TANF Electronic Benefit Cards:

Some States Are Restricting Certain TANF Transactions, but Challenges Remain

GAO-12-535: Published: Jul 20, 2012. Publicly Released: Jul 27, 2012.

Additional Materials:


Gregory D. Kutz
(202) 512-6722


Office of Public Affairs
(202) 512-4800

What GAO Found

Six of the 10 states reviewed by GAO took steps aimed at preventing certain Temporary Assistance for Needy Families (TANF) transactions determined to be inconsistent with the purpose of TANF, despite no federal requirement to do so at the time. Restrictions are based on selected states’ laws, executive orders, and other regulations, and generally cover certain locations or certain types of purchases such as alcohol. In some cases, states’ restrictions are broader than the new federal requirements. These restrictions vary in their degree and means of implementation, including widespread disabling of Electronic Benefit Transfer (EBT) access at automated teller machines located at certain locations across a state, such as at casinos. The other 4 states had no restrictions because no laws, executive orders, or other regulations prohibited certain transactions based on the location of the transactions or the nature of the goods or services purchased. These states did not implement restrictions due to concerns about cost-effectiveness or technical limitations, according to state officials.

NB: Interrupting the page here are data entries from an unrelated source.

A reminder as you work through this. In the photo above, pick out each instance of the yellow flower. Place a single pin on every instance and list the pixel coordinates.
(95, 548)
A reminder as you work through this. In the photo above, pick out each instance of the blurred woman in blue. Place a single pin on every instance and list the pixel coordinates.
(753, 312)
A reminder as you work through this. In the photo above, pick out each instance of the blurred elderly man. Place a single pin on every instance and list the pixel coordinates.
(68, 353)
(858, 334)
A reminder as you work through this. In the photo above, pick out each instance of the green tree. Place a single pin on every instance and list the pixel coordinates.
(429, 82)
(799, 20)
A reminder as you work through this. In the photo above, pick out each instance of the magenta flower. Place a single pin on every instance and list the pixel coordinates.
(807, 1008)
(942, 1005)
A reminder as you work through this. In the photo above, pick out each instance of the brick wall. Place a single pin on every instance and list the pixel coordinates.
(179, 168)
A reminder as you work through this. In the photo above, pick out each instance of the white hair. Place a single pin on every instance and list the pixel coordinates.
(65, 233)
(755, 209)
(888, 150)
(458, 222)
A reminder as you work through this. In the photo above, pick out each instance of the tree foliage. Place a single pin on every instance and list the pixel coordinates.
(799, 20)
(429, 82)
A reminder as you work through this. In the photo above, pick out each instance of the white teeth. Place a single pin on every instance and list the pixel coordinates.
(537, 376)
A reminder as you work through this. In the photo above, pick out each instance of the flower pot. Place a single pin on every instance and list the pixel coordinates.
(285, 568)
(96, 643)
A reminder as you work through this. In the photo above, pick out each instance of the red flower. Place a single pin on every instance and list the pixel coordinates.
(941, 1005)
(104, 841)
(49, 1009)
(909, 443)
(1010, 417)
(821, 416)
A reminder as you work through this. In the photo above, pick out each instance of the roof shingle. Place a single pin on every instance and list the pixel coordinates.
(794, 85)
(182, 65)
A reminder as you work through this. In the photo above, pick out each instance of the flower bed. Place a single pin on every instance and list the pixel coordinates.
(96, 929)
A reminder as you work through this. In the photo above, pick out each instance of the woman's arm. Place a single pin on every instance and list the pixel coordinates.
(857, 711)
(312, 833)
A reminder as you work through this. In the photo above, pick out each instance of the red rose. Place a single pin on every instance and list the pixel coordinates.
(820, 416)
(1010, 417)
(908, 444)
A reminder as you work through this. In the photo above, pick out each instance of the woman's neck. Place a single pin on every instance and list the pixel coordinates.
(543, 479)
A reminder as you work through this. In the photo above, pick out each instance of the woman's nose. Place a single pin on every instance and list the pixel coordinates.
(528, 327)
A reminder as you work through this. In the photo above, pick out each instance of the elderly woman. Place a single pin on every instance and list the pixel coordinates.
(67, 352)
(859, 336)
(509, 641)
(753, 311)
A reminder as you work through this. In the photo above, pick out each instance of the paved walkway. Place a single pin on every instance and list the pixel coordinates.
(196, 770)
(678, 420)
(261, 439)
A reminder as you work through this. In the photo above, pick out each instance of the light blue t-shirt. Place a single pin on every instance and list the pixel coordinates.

Challenges experienced by states in implementing their current restrictions could inhibit future restriction efforts, including those intended to address new federal requirements. These challenges included difficulties with identifying certain locations that could be prohibited and limitations in available data. For example, the transaction data states receive do not contain information that is accurate or detailed enough for them to identify locations that can potentially be prohibited or restricted. State officials suggested that improvements in the completeness and accuracy of transaction data might better enable them to prevent such transactions. In its assessment of the EBT transaction data from 4 states, GAO found that the data are insufficient for systematic monitoring. To effectively conduct systematic monitoring, including the identification of locations that could be blocked from TANF access, data should be complete and accurate. However, addressing the limitations that GAO found in the transaction data—such as requiring accurate merchant category codes for retailers—could involve significant resources. States that prohibit certain types of purchases generally do not have ways to track what items recipients buy with their cards, partially due to the lack of information in transaction data on specific goods or services purchased. States were also challenged in attempting to track the spending of cash withdrawn with cards. With no controls on how or where individuals spend withdrawn cash, a recipient could withdraw money at an authorized location and use it at certain locations or for certain purchases restricted by some states.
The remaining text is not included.